The concept of the fembot permeates contemporary pop – see the Y2K aesthetics of Rina Sawayama, the Kubrick-esque creepiness of Poppy, and Charli XCX’s slick, future-exploding output. “Hot-wired if you mess it up / I’ll self-destruct,” warns Charli’s “Femmebot”. It excites Robyn, but it’s a path she’s choosing to turn away from, for now.

“I think it’s a tool for you to look at your gender, the way society sees you,” she reflects, drawing her knees up on the chair. “As a robot, someone else has made you – you’re already a preconceived idea, and I think sometimes that’s how you feel when you feel restricted to your sex. Like being a woman, what’s expected of you, what you’re supposed to do and when you’re gonna have kids or grow old even though that’s how things work – we live, we get old and die. All these contradictions between the freedom you want and the biological needs or society ideas you have.”

Though it wasn’t engineered to stir commercial success, Robyn’s absence from the industry has made many hearts grow fonder, and the stans ever louder. #ReleaseHoneyDammit has been a homecoming rally from her fandom for months. Her stans don’t have a collective name, but they have a ton of heart and faithful social media buzz that’s been humming in her ears for some time.

“I was really, really aware that my fans thought it was time for new music,” she says, with a grin. “I always read the replies, the comments. I took it as compliments!” She has an enthusiastic, but careful and conscious relationship with social media. “I think it’s important to show the light and dark sides, especially now with Instagram, where everything is so streamlined and you send out one side of yourself all the time,” she explains, miming scrolling through a phone in the air. “Things need to be complex.”

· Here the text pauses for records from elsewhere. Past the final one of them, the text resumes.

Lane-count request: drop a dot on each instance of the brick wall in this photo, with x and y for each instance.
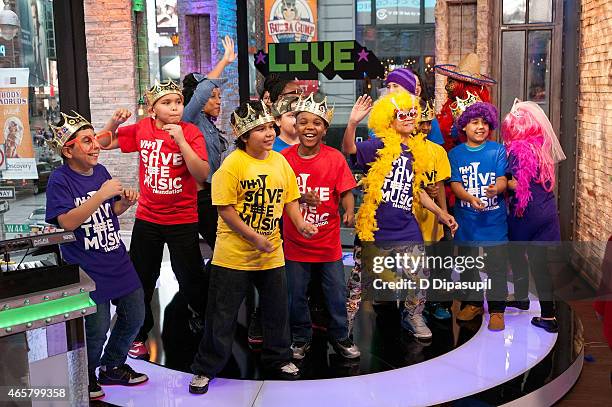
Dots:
(594, 140)
(111, 38)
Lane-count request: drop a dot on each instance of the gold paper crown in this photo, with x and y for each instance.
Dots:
(429, 113)
(459, 106)
(159, 90)
(251, 120)
(69, 126)
(308, 104)
(284, 105)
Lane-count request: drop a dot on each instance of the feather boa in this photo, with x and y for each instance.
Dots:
(531, 166)
(372, 184)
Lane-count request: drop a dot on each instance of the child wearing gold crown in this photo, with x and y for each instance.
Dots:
(172, 159)
(324, 171)
(478, 169)
(396, 162)
(251, 188)
(84, 198)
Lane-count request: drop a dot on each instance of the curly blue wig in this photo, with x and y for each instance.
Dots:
(480, 109)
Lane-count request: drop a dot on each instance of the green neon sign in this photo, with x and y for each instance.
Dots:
(36, 312)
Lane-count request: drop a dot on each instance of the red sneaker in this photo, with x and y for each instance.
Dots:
(139, 351)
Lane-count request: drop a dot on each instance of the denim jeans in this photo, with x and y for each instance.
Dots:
(146, 252)
(334, 291)
(227, 290)
(130, 316)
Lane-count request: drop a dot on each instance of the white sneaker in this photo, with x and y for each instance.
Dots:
(199, 384)
(416, 324)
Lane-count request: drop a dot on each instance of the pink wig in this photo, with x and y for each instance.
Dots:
(531, 140)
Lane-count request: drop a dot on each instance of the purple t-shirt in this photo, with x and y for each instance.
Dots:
(98, 249)
(394, 214)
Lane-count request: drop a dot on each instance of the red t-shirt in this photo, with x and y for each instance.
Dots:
(168, 193)
(329, 175)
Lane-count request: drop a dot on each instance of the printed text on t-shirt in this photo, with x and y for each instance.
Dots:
(100, 232)
(310, 213)
(398, 184)
(476, 184)
(259, 203)
(157, 168)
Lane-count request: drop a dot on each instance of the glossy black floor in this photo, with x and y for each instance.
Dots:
(384, 345)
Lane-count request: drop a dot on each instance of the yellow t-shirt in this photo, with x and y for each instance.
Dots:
(438, 170)
(258, 190)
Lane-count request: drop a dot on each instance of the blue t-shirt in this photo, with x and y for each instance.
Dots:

“Missing U” dropped at roughly the same time as her short film “A Message To My Fans”, showing the singer at a Robyn fan night in Williamsburg, Brooklyn. She’s shown listening intently to dozens of fan declarations to the power of her music via voicemails. “I love when people mirror themselves in my music, and I think that’s the whole point of it – not telling people what it is or how they’re supposed to feel... but you having a relationship with my song makes it real to me,” she says.

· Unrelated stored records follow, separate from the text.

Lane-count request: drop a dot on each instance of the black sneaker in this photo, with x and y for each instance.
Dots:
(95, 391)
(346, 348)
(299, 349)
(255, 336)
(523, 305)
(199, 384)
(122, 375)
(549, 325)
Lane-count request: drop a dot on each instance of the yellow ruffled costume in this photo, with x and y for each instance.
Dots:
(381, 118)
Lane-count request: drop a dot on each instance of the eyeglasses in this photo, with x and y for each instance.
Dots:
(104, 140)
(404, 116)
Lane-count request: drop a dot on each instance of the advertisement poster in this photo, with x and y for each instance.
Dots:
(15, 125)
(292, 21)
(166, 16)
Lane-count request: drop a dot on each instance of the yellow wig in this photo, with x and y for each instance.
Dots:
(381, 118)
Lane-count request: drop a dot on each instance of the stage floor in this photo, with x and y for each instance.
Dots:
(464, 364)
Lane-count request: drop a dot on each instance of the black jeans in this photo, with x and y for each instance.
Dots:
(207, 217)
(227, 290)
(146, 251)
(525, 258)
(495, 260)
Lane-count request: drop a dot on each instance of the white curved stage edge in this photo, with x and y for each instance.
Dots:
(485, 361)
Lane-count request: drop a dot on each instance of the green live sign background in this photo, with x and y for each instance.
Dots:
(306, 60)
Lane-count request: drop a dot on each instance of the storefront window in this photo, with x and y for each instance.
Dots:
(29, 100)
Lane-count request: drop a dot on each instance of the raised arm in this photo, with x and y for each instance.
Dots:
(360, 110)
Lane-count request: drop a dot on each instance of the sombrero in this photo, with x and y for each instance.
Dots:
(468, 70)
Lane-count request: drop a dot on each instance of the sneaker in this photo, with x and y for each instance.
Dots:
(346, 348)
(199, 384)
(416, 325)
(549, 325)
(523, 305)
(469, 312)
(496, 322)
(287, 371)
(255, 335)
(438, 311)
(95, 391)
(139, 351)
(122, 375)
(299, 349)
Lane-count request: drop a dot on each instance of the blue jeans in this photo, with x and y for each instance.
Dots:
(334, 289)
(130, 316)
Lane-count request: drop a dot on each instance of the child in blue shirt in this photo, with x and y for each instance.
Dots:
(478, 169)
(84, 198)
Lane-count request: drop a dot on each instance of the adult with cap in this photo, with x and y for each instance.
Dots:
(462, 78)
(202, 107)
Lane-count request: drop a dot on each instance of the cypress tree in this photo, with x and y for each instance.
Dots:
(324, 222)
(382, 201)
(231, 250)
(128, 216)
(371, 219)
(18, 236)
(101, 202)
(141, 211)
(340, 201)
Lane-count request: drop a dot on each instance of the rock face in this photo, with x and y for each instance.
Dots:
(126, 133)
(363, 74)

For Robyn fans, so used to getting what they want with every timeline refresh or New Music Friday, this has been an excruciating but worthwhile wait. “I hope people will follow, that they’ll find comfort in it,” Robyn says, weightlessly, sitting back in her seat to feel the sun on her face. “It may not be something that’s totally necessary or interesting to everyone, and that’s okay, because I’ve made something I’m really proud of.”

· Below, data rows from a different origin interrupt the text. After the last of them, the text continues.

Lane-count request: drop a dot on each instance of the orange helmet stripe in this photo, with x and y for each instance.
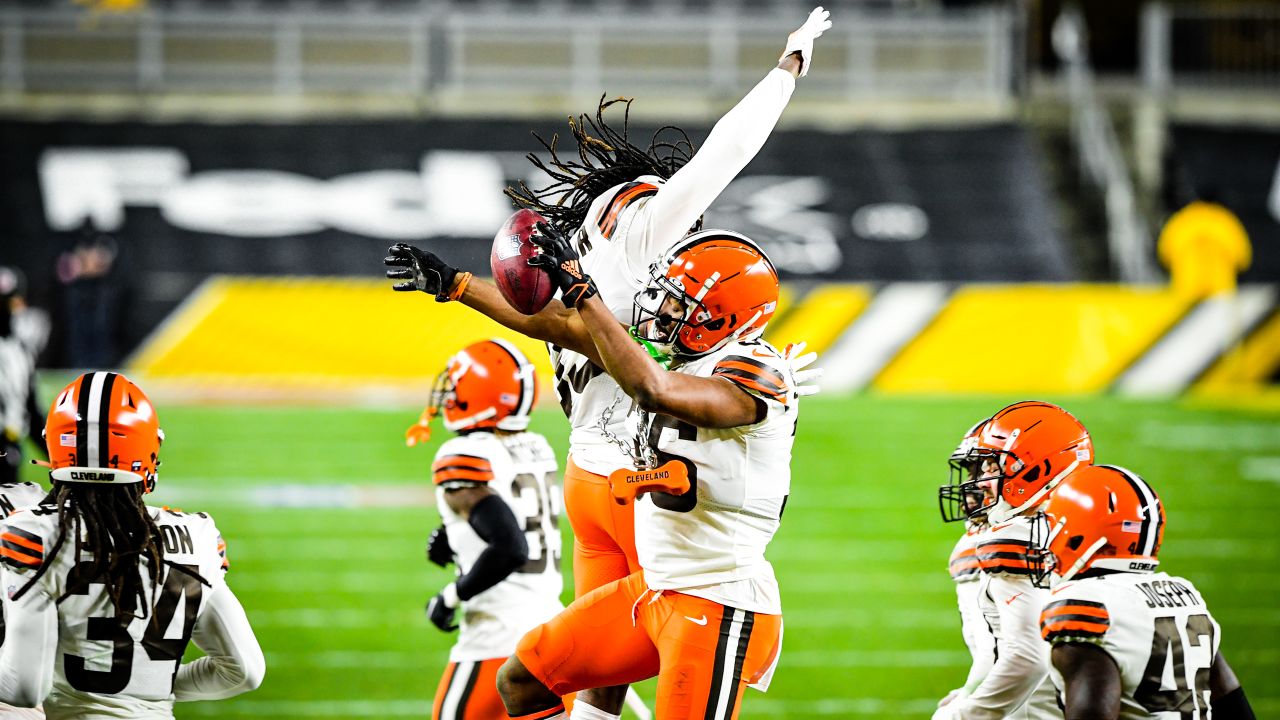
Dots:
(19, 559)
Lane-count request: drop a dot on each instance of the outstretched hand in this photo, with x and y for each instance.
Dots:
(799, 360)
(420, 270)
(800, 41)
(562, 264)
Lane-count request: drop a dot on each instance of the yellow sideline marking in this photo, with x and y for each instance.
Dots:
(1248, 367)
(288, 332)
(1033, 338)
(822, 317)
(179, 323)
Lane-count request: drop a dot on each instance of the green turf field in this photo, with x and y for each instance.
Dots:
(336, 591)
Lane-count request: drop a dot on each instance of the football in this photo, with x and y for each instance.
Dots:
(525, 287)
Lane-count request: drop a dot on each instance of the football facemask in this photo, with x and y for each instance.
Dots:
(961, 499)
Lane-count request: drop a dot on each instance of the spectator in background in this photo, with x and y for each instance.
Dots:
(30, 324)
(92, 299)
(19, 409)
(1205, 247)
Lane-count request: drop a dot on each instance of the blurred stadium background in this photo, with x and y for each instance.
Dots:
(964, 197)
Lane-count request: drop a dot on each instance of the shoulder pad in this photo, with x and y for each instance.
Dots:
(1002, 548)
(22, 543)
(1074, 620)
(964, 560)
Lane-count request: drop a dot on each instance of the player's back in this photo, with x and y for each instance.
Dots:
(617, 246)
(714, 536)
(522, 468)
(109, 668)
(1153, 625)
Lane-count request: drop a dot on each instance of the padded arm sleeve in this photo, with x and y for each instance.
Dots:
(233, 661)
(1023, 656)
(496, 524)
(30, 646)
(730, 146)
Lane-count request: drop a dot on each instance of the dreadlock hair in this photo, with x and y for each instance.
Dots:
(606, 158)
(114, 528)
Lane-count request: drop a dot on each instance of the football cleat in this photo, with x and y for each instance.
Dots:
(1023, 452)
(487, 384)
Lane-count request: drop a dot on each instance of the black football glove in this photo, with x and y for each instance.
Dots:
(438, 548)
(420, 270)
(440, 610)
(562, 264)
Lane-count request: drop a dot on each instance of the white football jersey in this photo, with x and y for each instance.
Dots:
(1015, 682)
(522, 466)
(19, 495)
(1155, 627)
(119, 670)
(709, 542)
(617, 245)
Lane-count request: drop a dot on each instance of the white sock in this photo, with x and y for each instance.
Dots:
(584, 711)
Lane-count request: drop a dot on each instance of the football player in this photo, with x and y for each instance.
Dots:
(19, 406)
(1127, 641)
(624, 206)
(494, 487)
(709, 443)
(963, 565)
(103, 592)
(1024, 450)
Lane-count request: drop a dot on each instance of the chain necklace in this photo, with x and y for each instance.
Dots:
(643, 456)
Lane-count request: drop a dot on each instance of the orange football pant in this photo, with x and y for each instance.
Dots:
(703, 652)
(469, 691)
(604, 532)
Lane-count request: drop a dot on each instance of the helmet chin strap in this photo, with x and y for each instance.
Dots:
(1084, 559)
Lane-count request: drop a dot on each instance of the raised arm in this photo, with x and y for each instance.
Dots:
(233, 661)
(423, 270)
(734, 141)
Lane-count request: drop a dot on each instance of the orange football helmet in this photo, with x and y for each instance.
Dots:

She feels no pressure now, and it shows – in the sweet, bubbling honesty of “Honey”, at home in the sweaty DJ booth, and doing the Cafe Mambo sunset show of her biggest hits to a crowd of sunburnt teenage revellers days later for Radio 1. It also shows in the humanistic approach she takes to music, as the zeitgeist propels towards the metallic new age she once spear-headed. She’s grown older and more comfortable with the unknown, in an industry that evangelises youth and clear-cut messages. When Dazed last sees her before departing Ibiza, Robyn is working on her next music video, again at Pikes, this time in the daylight and wearing a golden yellow two-piece suit. She’s animated yet attentive, focused and free – an artist happiest in her soft, ever-evolving, never totally final form.